Getting to Grips With... Concrete Tanks
Precast concrete tanks answer many current industry needs, offering longevity and sustainability while minimising on-site construction time
by Stephen Casey, Project Engineer, Whites Concrete
With ever demanding safety and environmental concerns, as well as the water industry’s drive towards total expenditure (Totex), correct storing and handling of liquids prompts all kinds of important questions.
Metal, GRP, membrane or concrete? And if it’s the latter, then should it be precast - away from the construction site - or cast in-situ?
What are the pros and cons of different tank materials?
Metal (steel) tanks will always be a cheaper option, but depending on the requirements of your application, they are not really permanent structures, which therefore may fail to meet the requirements set out by Ofwat for Totex. With concrete, standard longevity is still considered by many as up to 60 years, but more and more companies are designing and building walls, tanks and structures for a 100 year design life. Metal also cannot be used for underground storage, whereas high quality concrete will provide excellent load bearing for stormwater tanks.
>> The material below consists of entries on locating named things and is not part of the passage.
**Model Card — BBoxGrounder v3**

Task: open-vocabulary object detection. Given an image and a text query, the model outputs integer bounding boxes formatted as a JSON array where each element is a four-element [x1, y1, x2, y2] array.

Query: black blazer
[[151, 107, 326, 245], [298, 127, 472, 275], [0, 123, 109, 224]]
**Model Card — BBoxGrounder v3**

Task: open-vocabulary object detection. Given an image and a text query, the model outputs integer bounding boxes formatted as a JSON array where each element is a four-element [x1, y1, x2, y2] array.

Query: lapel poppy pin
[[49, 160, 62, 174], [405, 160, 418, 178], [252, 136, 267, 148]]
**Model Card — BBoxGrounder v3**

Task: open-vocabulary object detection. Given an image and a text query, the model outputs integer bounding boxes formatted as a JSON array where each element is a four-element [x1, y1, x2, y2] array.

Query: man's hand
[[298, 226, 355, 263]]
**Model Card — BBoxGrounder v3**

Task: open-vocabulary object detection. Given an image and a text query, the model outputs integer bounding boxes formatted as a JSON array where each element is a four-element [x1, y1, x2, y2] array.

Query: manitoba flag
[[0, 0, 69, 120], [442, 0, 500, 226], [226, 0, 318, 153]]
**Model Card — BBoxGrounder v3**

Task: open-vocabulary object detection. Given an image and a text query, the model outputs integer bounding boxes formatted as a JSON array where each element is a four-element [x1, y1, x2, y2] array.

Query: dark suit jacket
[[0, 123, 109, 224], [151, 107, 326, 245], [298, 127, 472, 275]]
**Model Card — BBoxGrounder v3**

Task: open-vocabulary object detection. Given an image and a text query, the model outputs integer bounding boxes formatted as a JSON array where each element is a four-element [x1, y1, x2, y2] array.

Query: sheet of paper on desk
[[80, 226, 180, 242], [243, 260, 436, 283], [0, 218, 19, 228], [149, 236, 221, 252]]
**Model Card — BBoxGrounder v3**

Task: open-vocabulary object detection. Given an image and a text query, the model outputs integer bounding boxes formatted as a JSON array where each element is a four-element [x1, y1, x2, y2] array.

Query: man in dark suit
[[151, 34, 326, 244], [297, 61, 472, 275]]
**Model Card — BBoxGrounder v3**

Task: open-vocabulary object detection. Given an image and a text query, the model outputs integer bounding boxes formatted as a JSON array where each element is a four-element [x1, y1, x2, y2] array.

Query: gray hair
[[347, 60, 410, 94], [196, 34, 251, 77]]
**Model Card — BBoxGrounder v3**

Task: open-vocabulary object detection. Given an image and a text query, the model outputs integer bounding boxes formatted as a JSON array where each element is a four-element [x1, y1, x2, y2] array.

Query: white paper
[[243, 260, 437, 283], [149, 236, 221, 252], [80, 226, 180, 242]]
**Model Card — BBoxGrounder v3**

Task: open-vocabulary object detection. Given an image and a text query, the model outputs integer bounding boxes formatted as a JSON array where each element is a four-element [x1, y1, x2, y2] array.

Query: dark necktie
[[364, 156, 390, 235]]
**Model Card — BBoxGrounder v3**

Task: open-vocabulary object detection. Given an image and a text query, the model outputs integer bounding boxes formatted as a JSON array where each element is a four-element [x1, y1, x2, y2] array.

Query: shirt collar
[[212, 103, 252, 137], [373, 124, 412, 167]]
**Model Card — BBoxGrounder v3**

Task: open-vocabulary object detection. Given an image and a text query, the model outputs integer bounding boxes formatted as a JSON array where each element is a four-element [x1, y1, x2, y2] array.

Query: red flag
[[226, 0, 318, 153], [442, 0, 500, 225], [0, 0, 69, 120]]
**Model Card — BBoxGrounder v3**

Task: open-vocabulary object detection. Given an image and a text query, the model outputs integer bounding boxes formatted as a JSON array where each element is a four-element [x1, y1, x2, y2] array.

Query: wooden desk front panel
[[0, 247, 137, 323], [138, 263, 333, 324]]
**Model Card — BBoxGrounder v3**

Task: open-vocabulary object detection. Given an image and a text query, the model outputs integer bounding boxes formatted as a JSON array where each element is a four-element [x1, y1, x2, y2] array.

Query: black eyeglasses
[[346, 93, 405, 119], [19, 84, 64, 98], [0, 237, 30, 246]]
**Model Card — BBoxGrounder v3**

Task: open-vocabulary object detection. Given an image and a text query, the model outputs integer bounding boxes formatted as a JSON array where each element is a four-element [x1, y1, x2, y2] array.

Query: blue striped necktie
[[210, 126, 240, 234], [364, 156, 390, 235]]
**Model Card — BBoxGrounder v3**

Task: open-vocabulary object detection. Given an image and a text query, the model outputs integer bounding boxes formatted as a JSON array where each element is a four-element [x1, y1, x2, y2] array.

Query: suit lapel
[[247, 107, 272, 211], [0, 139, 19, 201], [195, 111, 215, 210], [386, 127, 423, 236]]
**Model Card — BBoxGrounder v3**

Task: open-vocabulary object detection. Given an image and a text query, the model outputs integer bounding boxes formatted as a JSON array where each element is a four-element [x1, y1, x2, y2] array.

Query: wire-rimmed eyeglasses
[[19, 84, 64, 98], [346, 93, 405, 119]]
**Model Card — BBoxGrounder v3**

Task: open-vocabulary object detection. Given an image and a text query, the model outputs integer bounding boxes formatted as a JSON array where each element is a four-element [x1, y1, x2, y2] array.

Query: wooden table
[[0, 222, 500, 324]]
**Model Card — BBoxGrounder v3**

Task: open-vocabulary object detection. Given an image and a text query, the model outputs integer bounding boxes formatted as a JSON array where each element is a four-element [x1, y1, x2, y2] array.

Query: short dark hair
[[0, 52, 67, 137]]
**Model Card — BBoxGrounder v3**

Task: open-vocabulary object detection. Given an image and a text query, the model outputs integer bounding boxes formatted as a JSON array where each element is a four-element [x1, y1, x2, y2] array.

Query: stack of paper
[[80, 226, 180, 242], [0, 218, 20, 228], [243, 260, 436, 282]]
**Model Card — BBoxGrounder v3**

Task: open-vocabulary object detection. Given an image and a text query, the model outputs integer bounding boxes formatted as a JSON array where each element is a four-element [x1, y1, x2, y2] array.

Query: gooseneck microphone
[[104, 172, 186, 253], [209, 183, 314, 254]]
As the anaerobic digestion (AD) market continues to gain momentum in the UK we have started to see membrane tank covers in operation, as well as concrete and glass-fused-to-steel tanks. Membranes offer cost savings, but it is a matter of choice in an area where safety is critical as to whether you feel comfortable with site personnel peeling back lids, or are happier with a far more solid structure.
Meanwhile, GRP can be cheaper for certain applications as it is lighter, although it can be limited on span, and will therefore only be able to sustain restricted loadings.
What is the advantage of precast concrete compared to cast in-situ?
Even on the most practical level, where space is invariably restricted on site, nobody wants materials taking up room when they’re not needed.
Having your concrete panels delivered, ready for commencement, ticks all the boxes for minimising time and cost, with speed of construction greatly accelerated. At the 800,000m3 Doe Park Reservoir in Yorkshire, for example, we reduced the upgrade of a wave wall from 12 months to just six by minimising the amount of steel fixing required on site. Precast concrete also provided another benefit by (instead of traditional masonry) having its exposed external faces finished with masonry-effect formliner to blend in with the local environment. Alone, this more sustainable and aesthetically-pleasing option saved £70,000.
How green is precast concrete?
Precast is extremely sustainable, made of natural raw materials (stones, gravels, sand, cement), available almost everywhere and in an enormous quantity. Compared with other construction materials, precast concrete minimises the whole life cycle impact on the environment and can be re-used or recycled almost entirely.
Wastage is also very much reduced. Before anything arrives at a construction site, reinforcement placing and curing methods are all carried out under finite, undercover factory-controlled conditions for manufacture, where a specified mix can be monitored and varied at the flick of a switch. In addition, rigorous structural testing by independent laboratories can verify specification and strength, whilst reusable moulds and a big reduction in transport costs also help meet green credential requirements with ease.
Is precast preferable to post-tension concreting?
Post-tension relies on the integrity of its internal steel tines which can be susceptible to rust and catastrophic failure. The well-documented ‘daisy’ effect, whereby panels have collapsed to form such a circular flower pattern is usually caused by factors such as walls cracking, tendon damage, ingress of water into tendon ducts, as well as drilling and cutting of existing sections. There are many of these types of tanks already in operation throughout the UK, and the simultaneous occurrence of these factors is rare. The problem is, though, that where the steel cables are enclosed it is difficult to monitor corrosion within the units. With precast units, during the development phase, destructive testing can eliminate this, and if there is ever a problem with a precast concrete tank, the evidence is apparent and repair work can be carried out immediately, eliminating the possibility of total failure.
Is precast concrete suitable for anaerobic digesters?
Yes. Concrete is now being used extensively for tanks within the AD industry, capable of adopting a circular or square/rectangular format, as well as the ability to work below ground.
With the added requirement of feed storage for digesters, precast walls can again meet these needs. However, design is the key. The footprint on some schemes can appear unnecessarily large. This may not seem like a major issue but space can soon be at a premium and it seems unwise to create a problem so easily avoided at the design stage. We recently received an enquiry for a feed storage width of 48m. To achieve this, the clients’ plans showed an overall construction width for the walls of 64m using almost 35% more material space and cost than a conventional precast vertical wall.
Precast can be applied to meet numerous design criteria and, in addition to tanks, can be used in a wide variety of applications: walls, roofs and end-walls to name but a few. The modularity of precast means installation is faster and there is no waiting for it to gain its design strength. As with any construction, early involvement is always an advantage, but precast will always offer more options - and will reduce the overall cost of a project.